Le président en fonction de la Fédération du Nigeria, Muhammadu Buhari, réputé pour son incorruptibilité, l’Union Africaine (panafricaine) et la Cedeao (Afrique de l’ouest) ont apporté leur soutien à la démarche du groupe d’anciens chefs d’États africains et réaffirmé leur confiance à Akinwumi Adesina.
Ensuite, une défense de nature interne, c’est-à-dire intérieure à la Banque par la mise en œuvre d’un double mécanisme : l’auto-saisine du Comité d’éthique (organe de surveillance) et le Bureau du Conseil des gouverneurs. Le premier organe a rejeté, en bloc, la totalité des seize accusations des lanceurs d’alerte, en les estimant « non fondés, non corroborés et non étayés » ; et, sur ce, le second est convenu d’exonérer, totalement, le président Akinwumi Adesina.

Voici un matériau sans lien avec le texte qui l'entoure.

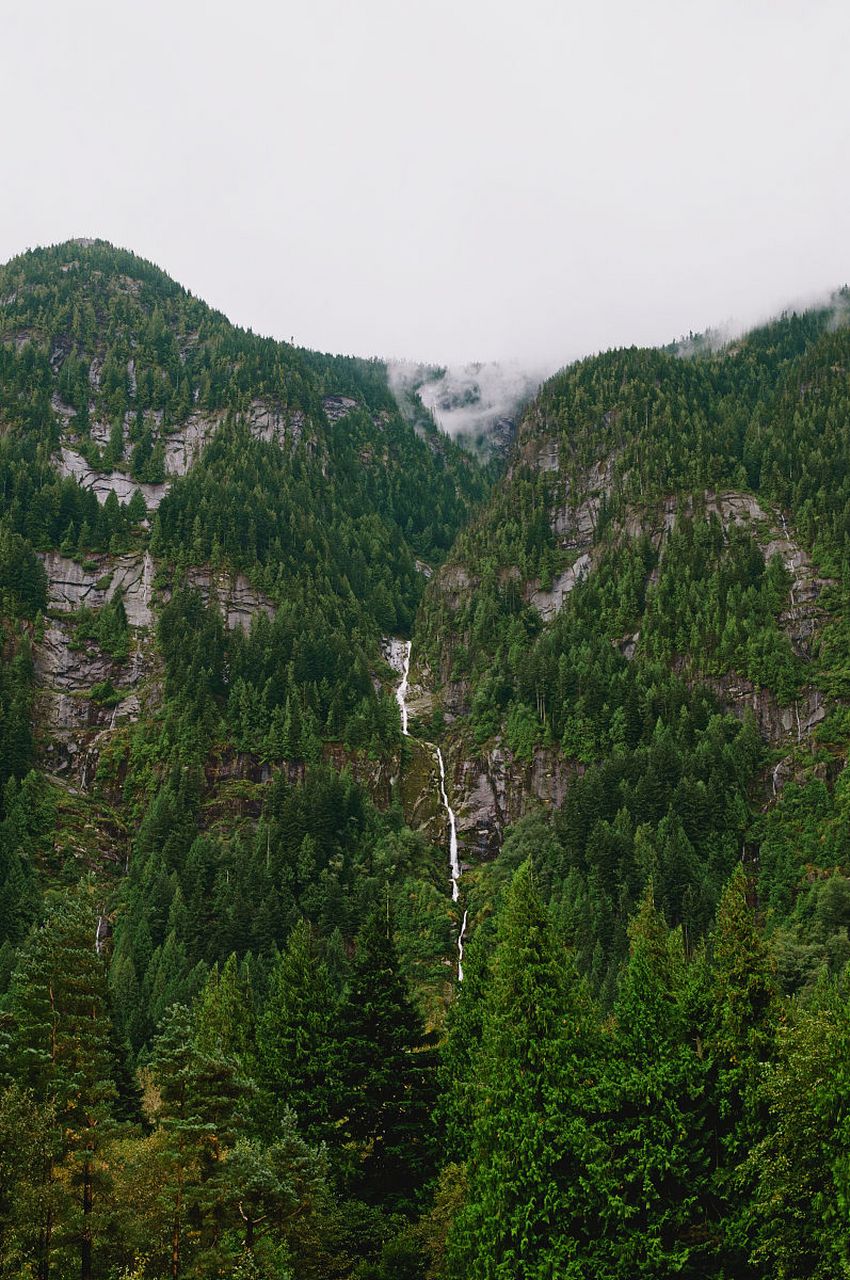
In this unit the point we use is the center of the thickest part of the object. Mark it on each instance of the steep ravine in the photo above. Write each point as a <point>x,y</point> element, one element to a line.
<point>398,657</point>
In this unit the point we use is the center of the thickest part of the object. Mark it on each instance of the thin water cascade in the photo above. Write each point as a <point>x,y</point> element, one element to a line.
<point>400,661</point>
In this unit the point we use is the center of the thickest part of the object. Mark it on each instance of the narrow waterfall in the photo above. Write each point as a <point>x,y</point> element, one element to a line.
<point>398,657</point>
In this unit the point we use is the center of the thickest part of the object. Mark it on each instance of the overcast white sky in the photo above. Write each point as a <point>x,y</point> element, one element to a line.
<point>444,179</point>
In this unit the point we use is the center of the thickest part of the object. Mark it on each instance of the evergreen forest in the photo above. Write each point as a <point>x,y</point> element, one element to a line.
<point>416,867</point>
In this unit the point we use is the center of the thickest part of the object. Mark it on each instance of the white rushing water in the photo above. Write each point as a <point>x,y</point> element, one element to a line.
<point>400,661</point>
<point>401,693</point>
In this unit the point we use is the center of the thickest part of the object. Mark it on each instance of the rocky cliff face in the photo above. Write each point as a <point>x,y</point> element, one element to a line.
<point>85,695</point>
<point>490,787</point>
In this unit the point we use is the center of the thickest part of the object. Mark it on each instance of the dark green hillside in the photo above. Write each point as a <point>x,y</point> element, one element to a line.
<point>668,548</point>
<point>232,1037</point>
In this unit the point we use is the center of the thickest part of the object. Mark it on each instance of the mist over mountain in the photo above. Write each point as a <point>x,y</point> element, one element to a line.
<point>423,799</point>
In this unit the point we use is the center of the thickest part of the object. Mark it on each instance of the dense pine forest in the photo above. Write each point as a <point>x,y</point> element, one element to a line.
<point>233,1037</point>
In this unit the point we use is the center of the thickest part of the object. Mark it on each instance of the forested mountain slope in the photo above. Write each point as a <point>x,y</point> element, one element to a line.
<point>232,1037</point>
<point>647,625</point>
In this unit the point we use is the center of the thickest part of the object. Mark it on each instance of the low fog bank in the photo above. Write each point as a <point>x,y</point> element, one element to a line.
<point>470,401</point>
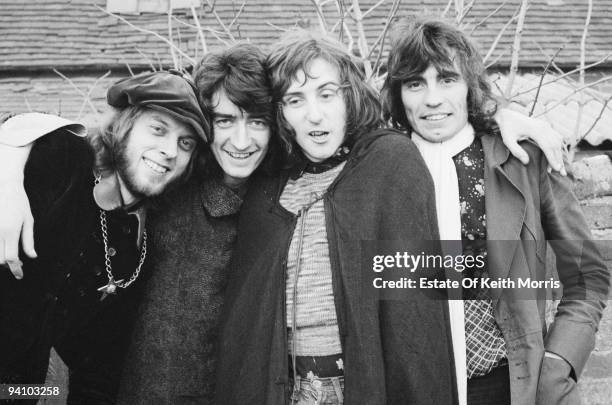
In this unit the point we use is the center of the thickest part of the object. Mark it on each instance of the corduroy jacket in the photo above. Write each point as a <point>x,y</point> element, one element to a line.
<point>395,352</point>
<point>526,207</point>
<point>57,303</point>
<point>171,359</point>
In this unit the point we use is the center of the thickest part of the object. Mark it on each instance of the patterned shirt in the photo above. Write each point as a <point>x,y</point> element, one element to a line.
<point>485,345</point>
<point>316,329</point>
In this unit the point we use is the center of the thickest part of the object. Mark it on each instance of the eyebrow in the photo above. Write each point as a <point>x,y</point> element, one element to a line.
<point>331,82</point>
<point>449,73</point>
<point>223,115</point>
<point>159,119</point>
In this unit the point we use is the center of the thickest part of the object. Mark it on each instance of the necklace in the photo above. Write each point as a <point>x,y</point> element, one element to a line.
<point>111,286</point>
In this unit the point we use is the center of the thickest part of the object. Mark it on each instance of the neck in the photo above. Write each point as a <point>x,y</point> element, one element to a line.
<point>234,183</point>
<point>127,196</point>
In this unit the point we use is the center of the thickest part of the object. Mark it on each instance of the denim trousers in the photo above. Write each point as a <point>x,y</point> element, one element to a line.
<point>319,391</point>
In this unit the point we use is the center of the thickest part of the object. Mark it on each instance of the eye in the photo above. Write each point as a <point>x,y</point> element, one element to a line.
<point>187,144</point>
<point>328,94</point>
<point>449,80</point>
<point>413,85</point>
<point>157,129</point>
<point>223,122</point>
<point>258,124</point>
<point>293,101</point>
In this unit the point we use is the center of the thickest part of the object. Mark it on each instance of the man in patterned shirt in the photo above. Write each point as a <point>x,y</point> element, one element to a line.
<point>437,90</point>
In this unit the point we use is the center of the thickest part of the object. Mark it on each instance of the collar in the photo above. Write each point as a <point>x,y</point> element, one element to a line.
<point>218,199</point>
<point>308,166</point>
<point>107,195</point>
<point>449,147</point>
<point>493,146</point>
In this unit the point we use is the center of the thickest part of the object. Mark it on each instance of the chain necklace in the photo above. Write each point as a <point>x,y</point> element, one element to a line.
<point>111,286</point>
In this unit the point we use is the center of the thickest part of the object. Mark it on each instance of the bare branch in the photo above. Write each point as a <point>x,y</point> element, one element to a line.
<point>362,42</point>
<point>498,37</point>
<point>196,19</point>
<point>550,61</point>
<point>93,86</point>
<point>374,7</point>
<point>240,10</point>
<point>25,99</point>
<point>603,109</point>
<point>383,35</point>
<point>582,63</point>
<point>466,11</point>
<point>172,53</point>
<point>484,20</point>
<point>494,61</point>
<point>320,16</point>
<point>516,47</point>
<point>276,27</point>
<point>148,59</point>
<point>447,8</point>
<point>127,65</point>
<point>566,74</point>
<point>155,34</point>
<point>579,89</point>
<point>219,21</point>
<point>74,86</point>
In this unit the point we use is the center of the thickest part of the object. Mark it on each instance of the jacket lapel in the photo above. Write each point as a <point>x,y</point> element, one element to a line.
<point>504,207</point>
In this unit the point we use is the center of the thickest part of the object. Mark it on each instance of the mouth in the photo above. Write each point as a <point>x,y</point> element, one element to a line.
<point>435,117</point>
<point>318,134</point>
<point>240,155</point>
<point>155,166</point>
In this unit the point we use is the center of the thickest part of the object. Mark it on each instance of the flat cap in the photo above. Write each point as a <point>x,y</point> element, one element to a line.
<point>169,92</point>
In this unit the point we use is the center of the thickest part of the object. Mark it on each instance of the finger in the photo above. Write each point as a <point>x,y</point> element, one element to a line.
<point>15,266</point>
<point>518,152</point>
<point>27,237</point>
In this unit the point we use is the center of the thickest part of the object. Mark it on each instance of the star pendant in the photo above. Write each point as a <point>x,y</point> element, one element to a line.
<point>110,288</point>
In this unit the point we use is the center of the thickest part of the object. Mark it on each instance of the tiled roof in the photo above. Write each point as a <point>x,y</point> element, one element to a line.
<point>75,34</point>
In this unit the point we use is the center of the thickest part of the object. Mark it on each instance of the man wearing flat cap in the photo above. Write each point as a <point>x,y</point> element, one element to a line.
<point>88,197</point>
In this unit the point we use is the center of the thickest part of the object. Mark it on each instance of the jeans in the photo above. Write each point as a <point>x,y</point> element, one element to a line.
<point>319,391</point>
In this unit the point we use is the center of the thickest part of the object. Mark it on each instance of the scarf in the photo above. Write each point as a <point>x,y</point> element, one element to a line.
<point>439,160</point>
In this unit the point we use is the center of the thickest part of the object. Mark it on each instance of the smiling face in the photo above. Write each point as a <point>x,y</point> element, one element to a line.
<point>156,153</point>
<point>240,139</point>
<point>436,103</point>
<point>315,108</point>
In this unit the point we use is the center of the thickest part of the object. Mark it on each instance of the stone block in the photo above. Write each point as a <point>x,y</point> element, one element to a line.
<point>593,176</point>
<point>595,391</point>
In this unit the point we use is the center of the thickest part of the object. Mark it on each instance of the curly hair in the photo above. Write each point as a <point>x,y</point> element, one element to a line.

Enfin, une défense de nature médiatique, menée à grands renforts d’oukase lors de débats télévisés. L’un des débats consacrés à cette crise interne de la BAD qui s’est déroulé sur la chaîne Africa 24 l’illustre bien. Deux des trois participants, François Loncle, homme politique français connu, et Jemal Taleb, avocat franco-mauritanien, ont affirmé leur soutien sans réserve aucune au président Akinwumi Adesina. Le premier, au nom d’un ‘’anti-américanisme primaire’’ (déstabilisation montée par les USA), d’une méfiance à l’égard de l’influence économique de la Chine (endettement risqué) et, quoiqu’il ne le dise pas explicitement, sur fond de reprise d’un bien vieux slogan ‘’l’Afrique aux africains’’ . Et, fait surprenant (mais pas étonnant) pour un élu, ses jugements sur les lanceurs d’alerte sont de valeur méprisante : leur accusation, dit-il avec sérénité, est « dérisoire », constitue une « polémique vaine » et reste tout à fait « ridicule ». Jugement final : « polémique ridicule ». Et, sans doute en fin connaisseur de la matière, M. François Loncle énonce un effarant et effrayant jugement : « les commissions d’enquête (en France du moins) étant à charge », il est difficile voire impossible qu’il y ait de « l’objectivité » ; d’autant que « la suspicion » devenue d’un emploi facile (dans le monde) empêche une « objectivité totale ». Par conséquent, ajoute-t-il, il y a le risque d’une « instrumentalisation de l’enquête ». Et, quelque peu paternaliste, il conseille même aux Africains de ne s’intéresser qu’« aux problèmes de fond ». Donc, la réclamation des lanceurs d’alerte, plus exactement « la formulation de leurs accusations », n’est pas utile et moins encore nécessaire, dans l’exacte mesure où elle ne soulève qu’un problème de surface. C’est une initiative superficielle et puérile. Car l’Afrique a d’autres priorités. Chacun comprend ici que François Loncle parle du programme des ‘’5 grandes priorités’’ du président Akinwumi Adesina. Et puisque les dirigeants africains, eux, ne savent pas comment ils devraient orienter l’Afrique, un dernier conseil : abandonner l’aide au développement et ne rechercher que des aides à l’investissement. Il fallait la trouver, ce n’était qu’à portée de mains, c’est-à-dire hors de la tête des Africains.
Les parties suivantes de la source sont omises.